Capítulo 4
POV do J.V.
O sinal tocou avisando o início da aula de educação física, mas nem a aula preferida de J.V. era o suficiente para animá-lo naquele dia.
Somado à notícia de que ele teria que ter aulas de reforço se quisesse continuar no clube — algo que ele nem queria muito, para falar a verdade. — ainda sentia o corpo pesado e dolorido, e até mesmo abrir os olhos parecia ser um grande esforço.
Ele estava tão cansado.
Mas não adiantava reclamar, como diria o seu pai "atletas precisam ter disciplina até mesmo nos piores dias", então soltando um bocejo, ele se levantou e se espreguiçou, começando a se preparar para seguir os colegas para a quadra.
Deu alguns passos e cambaleou, suas pernas protestando a necessidade de movimento. Cerrou os dentes e respirou fundo, se apoiando na sua carteira até que o mundo parasse de girar.
Deus, não me permita desmaiar na frente de todo mundo... porque se isso acontecer eu acho que o meu pai vai me matar.
Fechou os olhos e respirou fundo, contando de um até dez até que sentiu suas pernas ficarem ligeiramente mais firmes. Soltou um suspiro e começou a soltar da mesa quando uma mão gentilmente encostou no seu ombro.
— ... Você tá bem?
A voz era suave, bem baixinha, quase inaudível. Se virando, reconheceu a menina como sendo Olívia, e deu um sorriso sem graça.

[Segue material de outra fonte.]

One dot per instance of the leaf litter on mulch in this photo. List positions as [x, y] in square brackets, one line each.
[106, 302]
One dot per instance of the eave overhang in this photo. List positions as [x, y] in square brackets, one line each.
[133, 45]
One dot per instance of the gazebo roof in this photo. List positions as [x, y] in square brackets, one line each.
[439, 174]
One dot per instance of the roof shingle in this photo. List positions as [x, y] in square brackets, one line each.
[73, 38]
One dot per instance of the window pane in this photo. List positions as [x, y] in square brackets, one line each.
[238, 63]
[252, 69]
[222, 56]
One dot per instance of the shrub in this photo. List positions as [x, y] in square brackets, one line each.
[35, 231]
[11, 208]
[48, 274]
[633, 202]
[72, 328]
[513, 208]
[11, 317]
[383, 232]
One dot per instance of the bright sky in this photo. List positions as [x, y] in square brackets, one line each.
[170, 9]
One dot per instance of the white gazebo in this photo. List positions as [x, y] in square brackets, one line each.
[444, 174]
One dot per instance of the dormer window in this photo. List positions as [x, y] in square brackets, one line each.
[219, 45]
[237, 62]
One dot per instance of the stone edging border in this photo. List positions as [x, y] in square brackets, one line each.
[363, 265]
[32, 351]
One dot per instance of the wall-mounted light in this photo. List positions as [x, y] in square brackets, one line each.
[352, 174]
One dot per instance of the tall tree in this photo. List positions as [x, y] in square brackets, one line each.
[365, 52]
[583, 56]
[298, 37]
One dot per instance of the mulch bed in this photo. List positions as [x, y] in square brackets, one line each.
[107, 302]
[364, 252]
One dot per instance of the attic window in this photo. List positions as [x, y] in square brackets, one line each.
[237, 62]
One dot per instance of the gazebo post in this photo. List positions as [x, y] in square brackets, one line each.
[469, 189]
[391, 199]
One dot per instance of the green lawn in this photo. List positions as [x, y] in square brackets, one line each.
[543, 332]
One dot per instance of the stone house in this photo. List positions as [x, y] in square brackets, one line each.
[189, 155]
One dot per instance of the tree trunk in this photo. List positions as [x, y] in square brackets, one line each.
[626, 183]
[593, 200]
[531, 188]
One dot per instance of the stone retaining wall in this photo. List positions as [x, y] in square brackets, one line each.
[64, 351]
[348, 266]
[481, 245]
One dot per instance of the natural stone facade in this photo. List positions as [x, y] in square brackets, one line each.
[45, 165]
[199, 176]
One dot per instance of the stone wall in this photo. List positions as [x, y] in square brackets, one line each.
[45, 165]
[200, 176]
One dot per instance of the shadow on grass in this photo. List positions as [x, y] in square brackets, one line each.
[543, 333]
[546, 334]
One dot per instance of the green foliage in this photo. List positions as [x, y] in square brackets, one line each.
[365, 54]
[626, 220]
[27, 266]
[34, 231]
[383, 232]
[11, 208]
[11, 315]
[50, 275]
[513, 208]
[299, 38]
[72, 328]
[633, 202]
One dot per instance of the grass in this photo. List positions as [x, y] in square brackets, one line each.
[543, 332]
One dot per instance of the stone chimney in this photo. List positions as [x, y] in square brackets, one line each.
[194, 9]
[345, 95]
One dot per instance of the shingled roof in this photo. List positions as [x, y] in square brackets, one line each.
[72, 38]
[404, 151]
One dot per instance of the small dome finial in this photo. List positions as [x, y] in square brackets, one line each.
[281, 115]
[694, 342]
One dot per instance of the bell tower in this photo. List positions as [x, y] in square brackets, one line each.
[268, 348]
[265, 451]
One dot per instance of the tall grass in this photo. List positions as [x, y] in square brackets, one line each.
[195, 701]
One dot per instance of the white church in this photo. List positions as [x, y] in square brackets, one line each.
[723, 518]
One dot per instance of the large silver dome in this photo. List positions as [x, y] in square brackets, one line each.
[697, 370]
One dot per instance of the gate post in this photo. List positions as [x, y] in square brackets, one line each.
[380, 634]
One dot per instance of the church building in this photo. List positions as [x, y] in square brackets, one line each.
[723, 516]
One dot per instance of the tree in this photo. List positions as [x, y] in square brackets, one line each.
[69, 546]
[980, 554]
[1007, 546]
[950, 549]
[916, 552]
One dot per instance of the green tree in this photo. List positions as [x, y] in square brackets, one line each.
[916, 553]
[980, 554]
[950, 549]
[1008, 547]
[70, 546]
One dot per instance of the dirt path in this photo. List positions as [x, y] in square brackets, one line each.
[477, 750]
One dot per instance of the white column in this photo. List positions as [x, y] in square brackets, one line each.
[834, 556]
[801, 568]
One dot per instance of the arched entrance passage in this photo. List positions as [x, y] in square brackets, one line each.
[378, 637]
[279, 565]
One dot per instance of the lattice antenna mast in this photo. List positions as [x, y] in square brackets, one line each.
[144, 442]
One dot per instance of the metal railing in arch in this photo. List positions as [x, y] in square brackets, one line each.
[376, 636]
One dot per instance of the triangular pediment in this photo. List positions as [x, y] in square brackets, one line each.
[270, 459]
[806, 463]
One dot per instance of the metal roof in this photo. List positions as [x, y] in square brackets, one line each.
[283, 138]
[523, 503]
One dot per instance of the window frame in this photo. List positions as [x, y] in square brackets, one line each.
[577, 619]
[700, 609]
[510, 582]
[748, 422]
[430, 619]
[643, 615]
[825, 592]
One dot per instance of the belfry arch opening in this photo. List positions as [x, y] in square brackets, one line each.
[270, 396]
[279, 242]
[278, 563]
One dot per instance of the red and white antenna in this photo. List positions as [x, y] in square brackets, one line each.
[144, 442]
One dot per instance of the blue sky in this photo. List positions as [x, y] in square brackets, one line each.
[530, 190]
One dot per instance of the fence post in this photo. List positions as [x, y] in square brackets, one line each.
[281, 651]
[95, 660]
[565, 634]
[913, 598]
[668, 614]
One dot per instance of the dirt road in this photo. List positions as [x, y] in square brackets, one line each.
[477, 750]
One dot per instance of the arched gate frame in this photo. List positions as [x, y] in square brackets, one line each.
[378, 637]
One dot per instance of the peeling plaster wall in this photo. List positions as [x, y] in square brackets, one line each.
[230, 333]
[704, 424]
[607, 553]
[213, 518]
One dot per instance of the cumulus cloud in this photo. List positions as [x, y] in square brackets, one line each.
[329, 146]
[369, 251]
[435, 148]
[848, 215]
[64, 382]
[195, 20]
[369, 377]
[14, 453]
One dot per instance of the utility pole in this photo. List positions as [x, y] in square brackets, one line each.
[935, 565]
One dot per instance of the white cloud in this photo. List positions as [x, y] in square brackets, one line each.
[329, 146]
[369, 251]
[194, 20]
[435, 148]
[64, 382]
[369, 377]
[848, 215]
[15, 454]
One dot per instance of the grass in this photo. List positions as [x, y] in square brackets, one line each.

— Ah, eu tô bem sim... Mas foi até bom você me parar, eu estava querendo pedir desculpas por ontem. É que eu não estava tendo um bom dia e... bem, é claro que isso não torna certo o que eu fiz, mas mesmo assim... é, bem, eu só queria me desculpar mesmo.
Olívia ficou em silêncio por alguns minutos e gesticulou para que J.V. a esperasse enquanto ela ia até a sua mochila, mexia por alguns minutos dentro dela e retornava para ficar na frente dele.
— Toma. — Olívia esticou o braço e colocou algo na mão de J.V., antes de se afastar acrescentando. — Vamos. A aula já começou.
— Ah, sim, claro. — J.V. concordou, olhando para sua mão para ver que Olívia havia colocado uma barra de cereal nela. — Ah, obrigado!
A menina assentiu, permanecendo em silêncio por alguns minutos enquanto andava ao lado dele.
— A minha pressão baixa muito, então sempre carrego comida. — Olívia disse depois de um tempo, olhando para J.V. em confusão. — Mas se você não comer, ela não ajuda.
Foi só então que J.V. entendeu que Olívia provavelmente achou que ele estava com a pressão baixa e era por isso que estava passando mal. Se sentindo estranhamente tocado pela gentileza da menina que ele tinha ofendido no dia anterior, J.V. comeu a barrinha e, para sua surpresa, se sentiu um pouco melhor.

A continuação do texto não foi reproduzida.